Escupiendo la sopa

Sunday, November 23, 2008

El otro verano
(fragmento)


Nos despertamos cada uno en un borde de la cama. Por lo menos a mí se me partía la cabeza; esos clavos que la resaca remacha en las sienes y los martilla acorde al pulso sanguíneo. Memé me miraba fijo, como si el sueño que había iluminado su cerebro siguiese continuado en aquel cuarto de penumbras.
Me di la vuelta e intenté seguir durmiendo, no tenía ganas de oír su pesadilla del día. Que ella soñase hasta en las siestas, mientras yo no podía recordar jamás absolutamente nada, producía en mí una envidia malsana. Mis descansos eran negros y espesos como la brea. Memé sin embargo traía sin falta alguna imagen onírica a nuestros desayunos tardíos. O un bosque incendiándose y brasitas prendidas rodando por el suelo y subiéndosele por las piernas; o un bombardeo de aviones en plena avenida Rivadavia; o un pasadizo larguísimo bañado por las luces cuadradas de un coche a lo lejos, y la risa de su padre retumbando cavernosa hasta sus oídos, y la trompa roja del Duna de su padre, y el rostro de su padre ensangrentado riéndose a más no poder.
Aunque muchas veces algunos sonaban a inventos improvisados, era en los huecos donde se desprendía de ellos y ponían en marcha su literatura.
Oí cómo se levantó y se fue de la pieza. Remoloneé un poco más, un intento de invocación del sueño extraviado, la perseverancia de soñar cualquier cosa, alguna nimiedad, por lo menos la reproducción en otros colores de una escena vivida.
El chirrido de la puerta me desperezó: era Memé con el desayuno. De dónde sacaba ese cariño que nunca había recibido, esos mimos de madre huérfana, por qué seguía tratándome como si nada hubiera pasado, como si el tiempo estuviese detenido perpetuamente en ese encuentro.
Para ella la vejez se iba apoderando silenciosa de todo, menos de lo que llamábamos “nosotros”. Y ese nosotros hablaba de los dos, pero no nos incluía por separado: divididos éramos demasiado pequeños y lastimosos como para hacernos notar.
Me lo dijo repetidas veces, hasta en términos filosóficos: nuestro vínculo es la única trascendencia en la que creo. Pero yo no, nunca creí en nada, o no sé darme cuenta cuando creo y cuando no. Seguramente creer no pase por mi voluntad, sino por la violencia con la que las cosas y la gente se me presentan. Tampoco puedo negar que la amé. Con esa ternura tenue y desgraciada que el paso de la vida había grabado en los gestos de mi cara, en las caricias de mis manos ¿Qué es el amor si no la sonrisa de un niño a punto de morir?
La bandeja sobre la cama contoneaba como una balsa en un mar calmo. Ella untaba las galletas y las dejaba sobre el plato. Yo soplaba el te y observaba la concentración que ponía en cada movimiento. Cuando el silencio se convertía en compañia, alguno de los dos decía algo para hacer reír al otro. Y es que a la mañana sobre todo, o cuando despertábamos, brotaban frases sin paradero. Ya no había expresiones mías ni de ella, pero todas perduraban, en ella y en mí a la vez, hincaban un trozo simétrico de cada cuerpo y funcionaban de marco, como un débil troquelado en medio del infinito que amenazaba diluirnos con sus trombas imprevistas.
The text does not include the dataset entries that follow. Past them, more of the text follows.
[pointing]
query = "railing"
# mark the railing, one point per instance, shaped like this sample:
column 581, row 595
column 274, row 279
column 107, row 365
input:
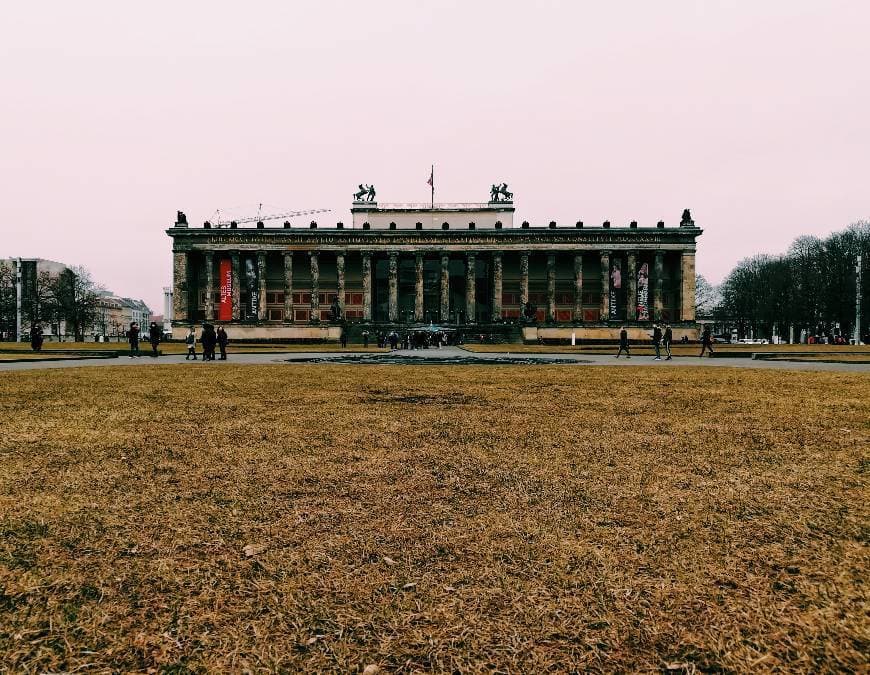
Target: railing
column 427, row 206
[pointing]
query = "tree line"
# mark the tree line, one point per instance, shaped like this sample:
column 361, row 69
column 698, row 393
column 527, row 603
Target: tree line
column 810, row 288
column 70, row 297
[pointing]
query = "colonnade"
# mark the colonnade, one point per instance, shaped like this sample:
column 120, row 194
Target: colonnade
column 687, row 286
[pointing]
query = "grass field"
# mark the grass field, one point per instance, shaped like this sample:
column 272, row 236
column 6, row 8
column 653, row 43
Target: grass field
column 838, row 353
column 471, row 519
column 181, row 348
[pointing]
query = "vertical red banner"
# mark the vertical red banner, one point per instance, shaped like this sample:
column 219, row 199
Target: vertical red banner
column 225, row 309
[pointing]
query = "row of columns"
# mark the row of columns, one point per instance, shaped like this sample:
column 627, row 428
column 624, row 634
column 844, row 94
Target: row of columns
column 687, row 295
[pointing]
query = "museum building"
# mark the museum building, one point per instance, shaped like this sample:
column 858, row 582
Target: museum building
column 467, row 266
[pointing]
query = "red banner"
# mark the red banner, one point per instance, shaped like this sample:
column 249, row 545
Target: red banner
column 225, row 309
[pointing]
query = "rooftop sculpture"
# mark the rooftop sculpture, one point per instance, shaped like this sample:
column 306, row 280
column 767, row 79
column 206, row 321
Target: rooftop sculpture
column 497, row 191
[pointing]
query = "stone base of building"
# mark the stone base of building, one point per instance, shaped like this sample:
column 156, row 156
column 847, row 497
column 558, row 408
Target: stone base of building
column 534, row 334
column 246, row 332
column 278, row 332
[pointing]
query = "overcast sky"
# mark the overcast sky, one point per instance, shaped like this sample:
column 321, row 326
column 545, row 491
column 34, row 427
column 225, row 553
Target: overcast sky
column 114, row 115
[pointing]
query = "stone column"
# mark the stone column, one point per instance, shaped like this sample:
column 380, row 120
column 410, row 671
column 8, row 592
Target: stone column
column 445, row 287
column 578, row 287
column 657, row 288
column 339, row 274
column 261, row 285
column 209, row 286
column 524, row 281
column 496, row 285
column 605, row 286
column 237, row 291
column 367, row 286
column 551, row 287
column 288, row 286
column 631, row 289
column 470, row 278
column 687, row 286
column 180, row 287
column 315, row 287
column 418, row 287
column 393, row 308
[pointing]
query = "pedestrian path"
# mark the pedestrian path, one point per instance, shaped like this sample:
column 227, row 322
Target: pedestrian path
column 444, row 356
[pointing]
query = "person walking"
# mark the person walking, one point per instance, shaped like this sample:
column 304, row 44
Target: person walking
column 657, row 341
column 208, row 339
column 36, row 338
column 133, row 338
column 154, row 338
column 190, row 341
column 706, row 342
column 222, row 339
column 666, row 340
column 623, row 343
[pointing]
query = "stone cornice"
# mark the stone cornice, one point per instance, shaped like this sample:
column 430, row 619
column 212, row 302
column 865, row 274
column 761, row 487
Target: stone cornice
column 682, row 238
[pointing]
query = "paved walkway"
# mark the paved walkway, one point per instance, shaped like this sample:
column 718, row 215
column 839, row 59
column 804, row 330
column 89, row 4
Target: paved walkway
column 446, row 355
Salir del resguardo significaba el barro, el alud del pasado tapándonos por separado, mientras que nuestras siluetas estampadas y estáticas dentro del cuadro, nos suspendían en el no-tiempo, en un presente continuo, sin futuro al que llegar, ni pasado al cual reclamarle faltas. Pero eso era así sólo al principio, y ella se hacía la distraía y continuaba untando mermelada en las galletas con tal de eludir ese cambio perentorio; y ese desfase, esa irrupción en la continuidad que nos aunaba, se hizo grieta, y la grieta no sólo nos fragilizó, sino que fue petrificando apresuradamente toda la flexibilidad que habíamos dominado.
Cuanto más rígidos, la grieta fue más evidente, y las frases hechas que antes hacían de eje, ahora nos resbalaban y desaparecían amontonadas por un surco invisible.
Para oírnos hacía falta hablar a los gritos, calculando eludir expresiones sin paradero. La cama era el puente precario que nos mantenía comunicados, hasta que el agua lo tragara, o la extrema tensión de las sogas, tirando cada una de su lado, lo sepultaran bajo la corriente. Sus ojos decían lo mismo que los míos, pero ya no éramos nosotros, sino un ruego compartido de no volver a la soledad.